We are inclined to take these plates for models in restoring the columns of the Sippara tabernacle. There is nothing in the richness of this double covering of bronze and gold to cause surprise, as the inscription which covers part of the face and the whole of the back of the tablet is nothing but a long enumeration of the gifts made to the shrine of Samas by the reigning king and his predecessors.

This column has both capital and base. The former cannot have been of stone; a heavy block of basalt or even of limestone would be quite out of place in such a situation. As for the base it is hardly more than a repetition of the capital, and must have been of the same material; and that material was metal, the only substance that, when bent by the hand or beaten by the hammer, takes almost of its own motion those graceful curves that we call volutes.

We believe then in a bronze capital gilded. Under the volutes three rings, or astragali, may be seen. By their means the capital was allied to the shaft. The former consisted of two volutes between which appeared a vertical point resembling one of the angles of a triangle. The base is the same except that it has no point, and that the rings are in contact with the ground instead of with the shaft. These volutes may also be perceived on the table in front of the tabernacle, where they support the large disk by which the sun-god is symbolized.

Fig. 73.—Interior of a house supported by wooden pillars; from the gates of Balawat. British Museum.

Before quitting this tablet we may point to another difference between the column of Sippara and the shafts of the same material and proportions that we have encountered in the Assyrian bas-reliefs ([Figs. 67], [68], and [69]). In the latter the column rises above the canopy, which is attached to its shaft by brackets or nails. At Sippara the canopy rests upon the capital itself. The same arrangement may be found in Assyrian representations of these light structures; it will suffice to give one example taken from the gates of Balawat ([Fig. 73]). Here, too, the proportions of the columns prove them to have been of wood. They do not rise above the entablature. The architrave rests upon them, and, as in Greece and Egypt, its immediate weight is borne by abaci.

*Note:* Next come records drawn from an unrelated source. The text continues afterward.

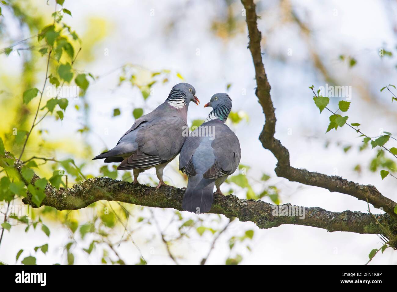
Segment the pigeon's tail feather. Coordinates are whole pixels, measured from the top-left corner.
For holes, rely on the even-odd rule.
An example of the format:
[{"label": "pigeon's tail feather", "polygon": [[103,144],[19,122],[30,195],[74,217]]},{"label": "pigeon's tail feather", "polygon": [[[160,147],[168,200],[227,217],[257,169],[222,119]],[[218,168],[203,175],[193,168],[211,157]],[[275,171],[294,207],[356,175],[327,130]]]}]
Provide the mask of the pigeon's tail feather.
[{"label": "pigeon's tail feather", "polygon": [[121,162],[124,160],[123,156],[128,155],[129,152],[132,152],[126,147],[123,147],[123,145],[119,144],[112,149],[106,152],[103,152],[98,155],[96,155],[93,160],[95,159],[105,159],[105,162]]},{"label": "pigeon's tail feather", "polygon": [[[189,177],[189,180],[194,177]],[[209,212],[214,201],[214,181],[208,180],[201,179],[198,184],[189,181],[182,203],[183,210],[196,214]]]}]

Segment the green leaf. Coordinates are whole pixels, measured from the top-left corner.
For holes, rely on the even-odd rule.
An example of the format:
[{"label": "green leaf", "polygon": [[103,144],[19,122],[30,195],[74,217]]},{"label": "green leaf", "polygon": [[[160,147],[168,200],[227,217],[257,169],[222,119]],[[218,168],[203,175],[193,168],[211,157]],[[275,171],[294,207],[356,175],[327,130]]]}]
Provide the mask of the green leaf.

At present our aim is to prove that Assyria derived from Chaldæa the first idea of those tall and slender columns, the shafts of which were of wood sheathed in metal, and the capitals of the latter material. The graceful and original forms of Chaldæan art would have prepared the way for a columnar architecture in stone, had that material been forthcoming. Babylon, however, saw no such architecture. Her plastic genius never came under the influence that would have led her to import stone from abroad; and the grace and variety of the orders remained unknown to her builders. Like Egypt, Chaldæa gave lessons but received none. The forms of her art are to be explained by the inborn characteristics of her people and the natural conditions among which they found themselves placed.